United States v. Greenhaus

89 F.2d 634 | 2d Cir. | 1937

PER CURIAM.

This is a motion by the appellant Greenhaus to amend the' mandate of this court which has been withheld under our opinion in United States v. Greenhaus, 85 F.(2d) 116, 107 A.L.R. 630, to give him an opportunity to apply for Executive Clemency, which has now been denied. The judge in the court below sentenced him for the following terms:

“Three years on counts 1-3-5-7-9-11-13.
“Two years on count 15 to run concurrently.
“Five years on counts 2-4-6-8-10-12-14 concurrently,
“Sentence on even numbered counts to begin at the expiration of sentence on odd numbered counts. Sentence on even numbered counts suspended during good behavior and defendant to report to probation officer * * *

An appeal was taken by Greenhaus from the judgment of conviction which was thereafter affirmed by this court. He began to serve his sentence on August 19, 1932, and was released from the penitentiary at Atlanta on December 17, 1934, and thereupon begap to serve his probation sentence of five years. Upon complaint of his behavior by the probation officer a bench warrant issued for his arrest in February, 1936, and after a hearing before Judge Byers his probation was revoked, and on April 9, 1936, he was ordered committed to the federal penitentiary at Atlanta for a period of three years and eight months. Upon appeal, we held that the District Court had no power after committing Greenhaus to prison for a term of three years to suspend sentence and to grant probation for the term of five years. Accordingly we affirmed the order of Judge Byers revoking his probation and committing him to the penitentiary for what was supposed to be the remainder of his term because, under the decision of the *635Supreme Court in United States v. Murray, 275 U.S. 347, 48 S.Ct. 146, 72 L.Ed. 309, the suspension was invalid. The question raised by the present motion is for what further period Greenhaus must be imprisoned.
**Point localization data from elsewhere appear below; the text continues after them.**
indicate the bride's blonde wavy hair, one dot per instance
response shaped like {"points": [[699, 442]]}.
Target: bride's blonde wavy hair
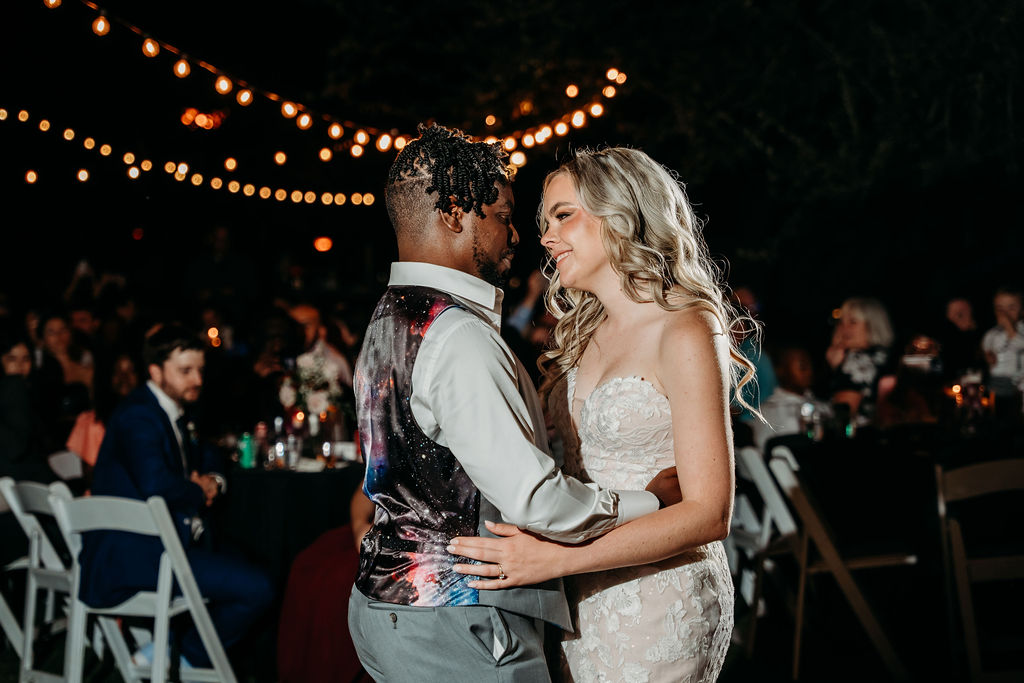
{"points": [[653, 242]]}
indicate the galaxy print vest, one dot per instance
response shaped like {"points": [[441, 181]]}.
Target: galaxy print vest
{"points": [[423, 495]]}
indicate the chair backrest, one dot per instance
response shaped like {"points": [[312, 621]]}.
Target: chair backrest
{"points": [[151, 518], [775, 517], [29, 499]]}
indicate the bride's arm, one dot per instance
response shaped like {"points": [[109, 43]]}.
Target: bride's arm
{"points": [[693, 361]]}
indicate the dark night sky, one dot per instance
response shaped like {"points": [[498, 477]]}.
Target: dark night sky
{"points": [[834, 148]]}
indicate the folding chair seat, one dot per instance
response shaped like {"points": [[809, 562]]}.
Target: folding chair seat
{"points": [[969, 563], [148, 518], [815, 529], [44, 569]]}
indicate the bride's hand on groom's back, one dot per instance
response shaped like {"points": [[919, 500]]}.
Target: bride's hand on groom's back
{"points": [[522, 557]]}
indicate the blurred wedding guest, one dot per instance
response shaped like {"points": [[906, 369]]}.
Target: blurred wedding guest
{"points": [[114, 381], [23, 444], [316, 349], [792, 407], [151, 449], [859, 356], [960, 339], [62, 378], [1004, 345]]}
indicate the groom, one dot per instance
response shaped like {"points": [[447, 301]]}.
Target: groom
{"points": [[453, 434]]}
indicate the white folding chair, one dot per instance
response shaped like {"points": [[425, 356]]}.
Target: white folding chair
{"points": [[150, 518], [44, 570], [759, 534], [8, 622], [814, 528], [966, 565]]}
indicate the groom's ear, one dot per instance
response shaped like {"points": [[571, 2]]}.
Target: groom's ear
{"points": [[453, 217]]}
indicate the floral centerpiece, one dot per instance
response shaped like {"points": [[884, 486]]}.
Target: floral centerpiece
{"points": [[314, 389]]}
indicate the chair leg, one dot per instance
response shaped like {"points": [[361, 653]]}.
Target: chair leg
{"points": [[801, 596], [75, 646]]}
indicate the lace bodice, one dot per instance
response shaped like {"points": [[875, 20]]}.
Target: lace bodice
{"points": [[669, 621]]}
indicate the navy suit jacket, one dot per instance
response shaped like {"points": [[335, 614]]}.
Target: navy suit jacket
{"points": [[138, 458]]}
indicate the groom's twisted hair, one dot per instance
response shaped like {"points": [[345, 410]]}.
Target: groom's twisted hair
{"points": [[445, 161]]}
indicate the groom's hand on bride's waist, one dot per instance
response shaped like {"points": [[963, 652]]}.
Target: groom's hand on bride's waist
{"points": [[666, 486]]}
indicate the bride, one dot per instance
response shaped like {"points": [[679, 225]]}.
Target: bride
{"points": [[638, 379]]}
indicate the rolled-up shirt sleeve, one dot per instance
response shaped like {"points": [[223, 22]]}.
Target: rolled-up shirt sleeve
{"points": [[466, 395]]}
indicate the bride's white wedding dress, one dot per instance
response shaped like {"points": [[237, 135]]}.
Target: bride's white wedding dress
{"points": [[669, 621]]}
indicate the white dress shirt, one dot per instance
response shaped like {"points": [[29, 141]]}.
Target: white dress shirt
{"points": [[473, 396]]}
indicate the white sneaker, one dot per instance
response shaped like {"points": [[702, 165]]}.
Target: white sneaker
{"points": [[143, 656]]}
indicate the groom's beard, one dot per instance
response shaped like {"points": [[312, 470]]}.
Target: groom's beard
{"points": [[488, 270]]}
The warden at Atlanta in releasing Greenhaus from prison before the expiration of the term of three years, and Judge Byers in committing him to the penitentiary for three years and eight months, each plainly went on the theory that there were two essentially separate periods of sentence — on the odd-numbered counts for three years and on the even-numbered counts for five years, the latter to begin at the expiration of sentence on the odd-numbered counts. We held that for the purposes of the Probation Act (18 U.S.C. A. §§ 724 — 727) the sentences were to be treated as a single sentence of eight years and that for that reason no part of any sentence could lawfully be suspended. United States v. Murray, 275 U.S. 347, 48 S.Ct. 146,-.72 L.Ed. 309. The difficulty with treating them as separate, as the order of commitment of Judge Byers apparently did, is that such treatment would affect the rate of commutation. In respect to the rate of commutation the statute views sentences for consecutive terms as a single sentence. 18 U.S.C.A. § 710.
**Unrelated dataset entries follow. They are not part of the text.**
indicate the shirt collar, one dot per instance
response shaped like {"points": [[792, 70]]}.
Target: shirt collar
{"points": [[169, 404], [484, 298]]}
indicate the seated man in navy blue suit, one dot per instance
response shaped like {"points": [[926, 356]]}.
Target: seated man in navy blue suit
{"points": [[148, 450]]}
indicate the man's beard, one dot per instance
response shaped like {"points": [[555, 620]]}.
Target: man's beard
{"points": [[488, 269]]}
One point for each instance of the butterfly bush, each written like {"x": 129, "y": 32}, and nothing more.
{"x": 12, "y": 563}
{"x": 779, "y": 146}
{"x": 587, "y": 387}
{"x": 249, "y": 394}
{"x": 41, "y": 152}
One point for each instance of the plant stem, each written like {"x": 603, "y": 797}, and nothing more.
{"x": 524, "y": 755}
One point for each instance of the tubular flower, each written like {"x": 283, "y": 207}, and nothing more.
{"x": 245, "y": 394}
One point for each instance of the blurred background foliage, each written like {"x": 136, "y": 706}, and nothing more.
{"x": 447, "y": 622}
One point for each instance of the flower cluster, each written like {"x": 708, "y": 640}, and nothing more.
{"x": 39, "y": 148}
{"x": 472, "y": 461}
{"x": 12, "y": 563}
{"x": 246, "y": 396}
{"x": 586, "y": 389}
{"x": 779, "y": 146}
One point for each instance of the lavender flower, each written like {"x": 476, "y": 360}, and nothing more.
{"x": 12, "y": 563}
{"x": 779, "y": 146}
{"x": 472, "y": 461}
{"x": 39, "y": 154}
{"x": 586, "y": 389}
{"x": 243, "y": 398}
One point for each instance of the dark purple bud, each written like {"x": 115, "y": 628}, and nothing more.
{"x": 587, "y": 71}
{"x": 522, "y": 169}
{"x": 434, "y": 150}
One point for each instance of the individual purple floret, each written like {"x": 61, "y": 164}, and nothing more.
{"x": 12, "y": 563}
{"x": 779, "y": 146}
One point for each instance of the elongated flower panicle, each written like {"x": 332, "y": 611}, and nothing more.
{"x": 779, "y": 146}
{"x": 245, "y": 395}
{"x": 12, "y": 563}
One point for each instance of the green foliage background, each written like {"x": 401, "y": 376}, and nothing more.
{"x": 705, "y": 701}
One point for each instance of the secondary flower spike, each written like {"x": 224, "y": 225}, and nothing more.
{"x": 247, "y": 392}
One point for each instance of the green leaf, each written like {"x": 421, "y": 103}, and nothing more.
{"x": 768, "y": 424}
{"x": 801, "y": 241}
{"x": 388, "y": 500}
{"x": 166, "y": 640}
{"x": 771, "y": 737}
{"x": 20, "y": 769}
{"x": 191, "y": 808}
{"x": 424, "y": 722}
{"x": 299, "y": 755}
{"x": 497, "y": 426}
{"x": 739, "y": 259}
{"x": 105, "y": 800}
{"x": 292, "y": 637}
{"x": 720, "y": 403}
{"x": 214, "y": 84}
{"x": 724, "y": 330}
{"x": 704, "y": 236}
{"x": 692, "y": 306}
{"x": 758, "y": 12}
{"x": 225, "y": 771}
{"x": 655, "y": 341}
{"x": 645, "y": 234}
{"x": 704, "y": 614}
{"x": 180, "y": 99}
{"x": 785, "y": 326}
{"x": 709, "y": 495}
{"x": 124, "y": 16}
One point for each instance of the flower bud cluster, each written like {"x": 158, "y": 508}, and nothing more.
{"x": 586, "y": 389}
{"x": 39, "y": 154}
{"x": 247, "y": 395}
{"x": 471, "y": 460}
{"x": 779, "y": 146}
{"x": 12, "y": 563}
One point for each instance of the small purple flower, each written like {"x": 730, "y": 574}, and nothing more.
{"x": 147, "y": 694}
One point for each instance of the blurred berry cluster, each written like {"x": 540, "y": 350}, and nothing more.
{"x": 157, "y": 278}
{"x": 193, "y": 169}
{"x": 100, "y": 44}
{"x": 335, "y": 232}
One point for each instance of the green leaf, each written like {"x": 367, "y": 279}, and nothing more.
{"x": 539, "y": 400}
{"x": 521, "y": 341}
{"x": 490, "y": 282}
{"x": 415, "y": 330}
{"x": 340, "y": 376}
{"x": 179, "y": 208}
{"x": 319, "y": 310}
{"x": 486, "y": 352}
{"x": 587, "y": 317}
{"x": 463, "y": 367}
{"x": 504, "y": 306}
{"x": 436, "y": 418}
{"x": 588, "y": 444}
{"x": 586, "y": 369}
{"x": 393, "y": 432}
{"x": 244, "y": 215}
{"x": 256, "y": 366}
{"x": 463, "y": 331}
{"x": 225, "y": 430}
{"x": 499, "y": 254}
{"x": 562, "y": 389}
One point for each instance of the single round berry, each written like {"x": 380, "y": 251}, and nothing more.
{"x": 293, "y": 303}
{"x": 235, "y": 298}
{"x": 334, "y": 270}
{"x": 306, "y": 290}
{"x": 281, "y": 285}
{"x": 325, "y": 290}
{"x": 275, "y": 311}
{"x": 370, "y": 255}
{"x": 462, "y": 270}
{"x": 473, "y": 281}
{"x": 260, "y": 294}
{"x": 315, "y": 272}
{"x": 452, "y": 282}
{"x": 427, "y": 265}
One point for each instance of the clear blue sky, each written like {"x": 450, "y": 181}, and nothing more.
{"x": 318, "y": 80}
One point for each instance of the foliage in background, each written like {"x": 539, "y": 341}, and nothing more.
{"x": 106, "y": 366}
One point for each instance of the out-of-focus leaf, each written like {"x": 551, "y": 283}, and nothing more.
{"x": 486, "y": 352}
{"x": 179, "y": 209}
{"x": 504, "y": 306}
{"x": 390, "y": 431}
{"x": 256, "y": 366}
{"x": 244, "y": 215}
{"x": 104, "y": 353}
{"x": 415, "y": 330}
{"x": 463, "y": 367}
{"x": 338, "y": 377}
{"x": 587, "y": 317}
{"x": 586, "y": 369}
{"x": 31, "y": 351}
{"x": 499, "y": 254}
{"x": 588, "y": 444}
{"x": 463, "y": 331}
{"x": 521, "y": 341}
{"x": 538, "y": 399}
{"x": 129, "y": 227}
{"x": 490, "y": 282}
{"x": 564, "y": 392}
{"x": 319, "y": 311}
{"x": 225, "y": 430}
The appellant has already served a sentence upon the total period of eight years from August 19, 1932, to December 17, 1934. His time also ran from December 17, 1934, to April 9, 1936, when he was again ordered committed to prison. Accordingly, he is entitled to a credit upon the aggregate of eight years of the time from December 17, 1934, to April 9, 1936, as well as from August 19, 1932, to December 17, 1934, when he was actually in prison, because he was discharged on December 17, 1934, “without any contributing fault on his part.” White v. Pearl-man, 42 F.(2d) 788, 789 (C.C.A.10). The period during which he has remained in New York in the House of Detention resisting the order of Judge Byers for re-imprisonment at Atlanta cannot be counted upon his aggregate sentence. Resistance to that order was a matter of his own choice, and he "was net in the position of one committed to a jail “to await transportation to the place at which his sentence is to be served.” 18 U.S.C.A. § 709a. If Judge Byers misconstrued the time of termination of the consecutive sentences, the appellant could have begun further to serve his sentence and when in prison at Atlanta could test his rights under the commutation statute by a writ of habeas corpus. He' is entitled to no credit for the time spent in the House of Detention and must serve the remainder of his term which will be eight years less the time between August 19, 1932, and April 9, 1936, which is to be credited upon the aggregate period of eight years. If he is entitled to any commutation deductible from the remaining period for which he is sentenced he will receive it from the warden of the penitentiary or otherwise in accordance with law. We are not in a position to determine what his commutation may amount to in view of circumstances which may arise and do not attempt to pass upon the question.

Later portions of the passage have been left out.